Lorsque la coulée d’aluminium fondu commence, celui-ci est d’abord versé depuis le réservoir dans le moule refroidi à l’eau. Par conséquent, une grande quantité d’oxydes se forme pendant le processus de coulée de l’aluminium fondu dans le moule refroidi à l’eau. De plus, même après le début de la coulée, lorsque le processus entre dans une phase stable, les oxydes produits à la surface de l’aluminium fondu dans le moule refroidi à l’eau continuent de s’accumuler ; ces oxydes s’infiltrent alors dans la couche superficielle, ce qui entraîne la formation d’une partie en creux sur le lingot d’alliage d’aluminium.
Si l'alliage contient une forte concentration en Mg, les problèmes liés aux oxydes deviendront particulièrement graves.
Afin de résoudre ces problèmes, il a été proposé de traiter au préalable l'aluminium fondu avec du chlore (Cl₂), de l'hexafluorure de soufre (SF₆) gazeux, etc., afin de limiter l'oxydation de la surface de l'aluminium fondu. Cependant, comme cette méthode est mise en œuvre au cours du processus d’affinage en continu, son effet inhibiteur sur l’oxydation de la surface de l’aluminium fondu à l’intérieur du moule s’avère insuffisant.
De plus, le Cl₂ étant une substance toxique, il ne se contentera pas de causer des problèmes environnementaux, mais aggravera également considérablement la détérioration des équipements périphériques.
En revanche, le SF₆ présente un potentiel de réchauffement global pouvant atteindre 20 000 ; son utilisation n'est donc pas recommandée dans une optique de lutte contre le réchauffement climatique.

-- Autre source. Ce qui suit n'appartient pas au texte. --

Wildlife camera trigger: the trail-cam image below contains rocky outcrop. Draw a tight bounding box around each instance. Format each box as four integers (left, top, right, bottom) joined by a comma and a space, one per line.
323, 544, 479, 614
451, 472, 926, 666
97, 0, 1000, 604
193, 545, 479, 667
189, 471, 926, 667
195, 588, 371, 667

De plus, le SF₆ réagit chimiquement avec l'hydrogène contenu dans l'aluminium fondu lors du processus de déshydrogénation utilisant le SNIF, ce qui génère du fluorure d'hydrogène (HF). Le HF étant une substance hautement corrosive, il endommagera le four. De plus, le HF est très toxique pour les organismes. La plupart des fonderies d’aluminium utilisent un gaz inerte (azote ou argon) comme gaz de protection, ce qui permet d’empêcher l’oxydation de la surface de l’aluminium fondu.
Afin de résoudre ces problèmes, moulage à chaud est utilisée. La méthode dite « hot top » consiste à placer un récipient réfractaire, de forme sensiblement identique à celle du moule, sur la partie supérieure de ce dernier, puis à y stocker l’aluminium fondu pendant la coulée. Dans cette méthode, on utilise généralement un moule en graphite. Grâce à cette méthode, la pression exercée par l’aluminium fondu à l’intérieur du récipient réfractaire s’exerce sur la paroi interne du moule. En d’autres termes, l’aluminium fondu étant poussé de force dans le moule, la formation de poches d’air est difficile ; c’est pourquoi cette méthode a été appliquée à la production de barres rondes en aluminium de petit diamètre.